Aladdin - Scala Bugtracking
[#965] project: compiler priority: low category: missing feature
submitter assigned to status date submitted
Nikolay Burak fixed 2007-02-23 15:32:46.0
subject [contrib #351] Ignore whitespace nodes in literal XML
code
what happened
what expected There should be a compiler option to ignore all whitespace-only text nodes in literal XML. I use it for source code readability, but it screws up further processing, e.g., my pattern matching. Right now I have to dump my literal XML nodes to String and reparse them to get rid of the whitespace.
[back to overview]
Changes of this bug report
Nikolay  edited on  2007-02-23 15:33:16.0
contribution #351
Lex  edited on  2007-02-23 17:18:50.0

There is no one right answer about whitespace. Sometimes you want whitespace-only nodes. Additionally, compiler options are awkward to work with. They essentially define multiple languages, and if you work with a large code base you have to keep track of which files are in which dialect of Scala.

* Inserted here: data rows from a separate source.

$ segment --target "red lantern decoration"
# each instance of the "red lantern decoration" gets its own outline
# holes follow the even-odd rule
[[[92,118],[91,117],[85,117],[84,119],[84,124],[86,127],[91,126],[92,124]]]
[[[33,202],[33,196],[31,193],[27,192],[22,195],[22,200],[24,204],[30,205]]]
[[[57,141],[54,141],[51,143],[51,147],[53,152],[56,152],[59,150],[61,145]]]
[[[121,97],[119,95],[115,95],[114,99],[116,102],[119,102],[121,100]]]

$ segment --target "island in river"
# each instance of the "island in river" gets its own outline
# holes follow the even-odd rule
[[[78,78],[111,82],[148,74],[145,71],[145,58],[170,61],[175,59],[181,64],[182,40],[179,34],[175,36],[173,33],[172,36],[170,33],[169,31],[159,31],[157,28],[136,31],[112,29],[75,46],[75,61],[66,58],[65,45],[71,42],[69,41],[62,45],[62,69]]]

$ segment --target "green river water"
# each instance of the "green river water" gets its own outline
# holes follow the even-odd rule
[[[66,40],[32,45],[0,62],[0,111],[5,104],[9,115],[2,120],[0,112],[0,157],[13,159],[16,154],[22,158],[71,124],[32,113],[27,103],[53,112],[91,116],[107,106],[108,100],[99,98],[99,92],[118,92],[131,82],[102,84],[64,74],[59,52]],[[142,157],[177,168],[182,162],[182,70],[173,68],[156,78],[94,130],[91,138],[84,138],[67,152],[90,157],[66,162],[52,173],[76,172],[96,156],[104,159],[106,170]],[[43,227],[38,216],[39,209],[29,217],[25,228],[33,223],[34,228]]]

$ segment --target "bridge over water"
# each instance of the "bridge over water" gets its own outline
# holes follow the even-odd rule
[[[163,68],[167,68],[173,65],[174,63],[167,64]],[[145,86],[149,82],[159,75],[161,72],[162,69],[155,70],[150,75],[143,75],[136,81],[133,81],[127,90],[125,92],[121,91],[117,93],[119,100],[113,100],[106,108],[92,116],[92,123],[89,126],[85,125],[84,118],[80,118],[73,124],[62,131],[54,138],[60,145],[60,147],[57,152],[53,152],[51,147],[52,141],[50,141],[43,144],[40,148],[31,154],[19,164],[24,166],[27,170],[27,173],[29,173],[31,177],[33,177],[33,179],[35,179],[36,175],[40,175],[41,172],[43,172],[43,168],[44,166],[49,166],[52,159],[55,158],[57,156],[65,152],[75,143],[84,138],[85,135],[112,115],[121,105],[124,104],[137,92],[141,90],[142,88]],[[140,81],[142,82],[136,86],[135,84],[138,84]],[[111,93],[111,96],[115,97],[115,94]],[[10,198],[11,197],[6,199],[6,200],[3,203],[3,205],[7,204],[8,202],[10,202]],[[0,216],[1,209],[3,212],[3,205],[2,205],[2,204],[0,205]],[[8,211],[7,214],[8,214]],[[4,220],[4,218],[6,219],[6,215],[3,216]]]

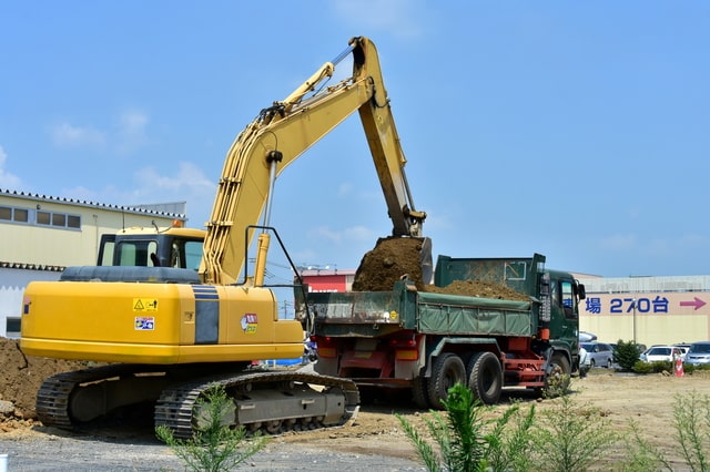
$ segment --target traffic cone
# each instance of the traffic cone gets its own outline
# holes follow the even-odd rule
[[[683,377],[683,360],[680,356],[676,357],[676,368],[673,369],[676,377]]]

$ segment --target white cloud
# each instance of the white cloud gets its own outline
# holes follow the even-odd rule
[[[601,239],[600,246],[602,249],[610,250],[626,250],[631,249],[636,246],[637,239],[636,235],[611,235]]]
[[[22,187],[22,181],[20,177],[6,171],[4,166],[7,161],[8,155],[2,146],[0,146],[0,187],[12,189]]]
[[[400,38],[422,34],[423,1],[337,0],[333,6],[341,20],[359,30],[387,31]]]
[[[119,117],[119,130],[116,135],[116,150],[126,154],[148,142],[145,129],[149,117],[139,111],[124,112]]]
[[[351,226],[339,230],[331,229],[327,226],[318,226],[308,232],[308,236],[336,244],[343,242],[373,242],[378,237],[375,230],[365,226]]]
[[[178,172],[172,175],[169,172],[160,173],[154,167],[144,167],[135,173],[135,178],[141,184],[142,192],[146,193],[187,189],[189,192],[209,192],[213,196],[216,185],[191,162],[179,163]]]
[[[92,127],[60,123],[52,130],[52,142],[58,147],[103,146],[105,133]]]
[[[111,131],[63,122],[51,130],[52,143],[58,147],[109,146],[119,154],[130,154],[148,143],[149,122],[148,114],[140,111],[123,112]]]

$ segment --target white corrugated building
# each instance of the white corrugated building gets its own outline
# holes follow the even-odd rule
[[[579,326],[600,341],[650,345],[710,340],[710,276],[580,277]]]
[[[20,329],[31,280],[57,280],[67,266],[95,265],[102,234],[187,220],[186,204],[118,206],[0,188],[0,337]]]

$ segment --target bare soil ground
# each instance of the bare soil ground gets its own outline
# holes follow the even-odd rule
[[[160,444],[152,430],[135,424],[104,424],[82,433],[44,428],[34,420],[34,396],[44,377],[81,367],[79,362],[27,358],[16,340],[0,338],[0,399],[16,404],[14,413],[0,414],[0,454],[10,454],[10,470],[181,470],[169,449]],[[669,458],[673,449],[673,404],[676,396],[710,392],[710,374],[696,372],[681,378],[649,374],[629,376],[607,369],[592,369],[585,379],[572,382],[572,398],[579,414],[592,414],[619,432],[629,421],[639,423],[643,437]],[[538,412],[554,408],[556,400],[538,400],[530,392],[513,390],[490,414],[500,414],[510,401],[535,403]],[[591,412],[591,413],[590,413]],[[349,427],[287,433],[273,438],[267,449],[250,460],[248,469],[332,471],[420,470],[416,454],[394,413],[425,431],[423,418],[406,396],[379,398],[363,404]],[[598,470],[610,470],[626,454],[619,443],[606,452]],[[677,462],[676,470],[683,470]]]

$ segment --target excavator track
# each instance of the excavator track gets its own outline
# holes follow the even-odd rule
[[[253,369],[176,380],[165,373],[164,366],[143,365],[59,373],[40,387],[37,414],[47,427],[75,430],[115,407],[153,401],[154,425],[189,439],[200,425],[200,399],[215,386],[224,388],[234,402],[231,418],[224,421],[268,434],[341,425],[359,408],[355,382],[337,377]]]
[[[77,410],[78,406],[75,403],[72,404],[72,393],[77,391],[79,386],[111,378],[133,376],[135,372],[160,370],[158,367],[146,369],[146,366],[111,365],[58,373],[44,380],[37,393],[37,417],[47,427],[64,430],[75,429],[77,419],[73,417],[72,411]]]
[[[176,438],[192,438],[199,399],[222,387],[234,401],[229,419],[250,431],[278,434],[288,430],[335,427],[358,411],[359,392],[352,380],[294,371],[257,371],[205,378],[163,391],[155,406],[155,425]],[[321,391],[313,387],[317,386]]]

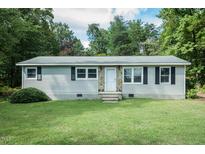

Here's another approach which works with the above forces: have library routines that clean up XML in various ways. See the methods of scala.runtime.RichString for examples. There could just as well be a removeSpaceOnlyNodes. With this approach, the XML literals should give you a node that drops as little information as possible, and then you call the correct cleanup routine for your application if the default is not good enough.

Burak  edited on  2007-02-27 09:12:03.0
There is an "xml:space" kind of option we could support (in a cleverer way than how it is specified in XML) -- however this would also be implemented as a transformation of the XML at runtime.
Whitespace in XML hurts Scala programmers more than others, because we are used to structural equality "just working".
So here's a spec: if the node contains an attribute scala-xml:space="trim", then all nodes that are not marked scala-xml:space="default" will have their whitespace trimmed (all ws nodes disappear). We'd also have "collapse" which furthermore reduces all occurrences of ws(ws*) to a single space. This attribute only plays the role of a compiler directive and disappears after the whitespace handling.
Burak  edited on  2007-02-27 10:41:57.0
ok there is now a Utility.trim function that goes and kills whitespace... also within the text. I did not add any syntactic support (some XML attribute), seems too nonstandard.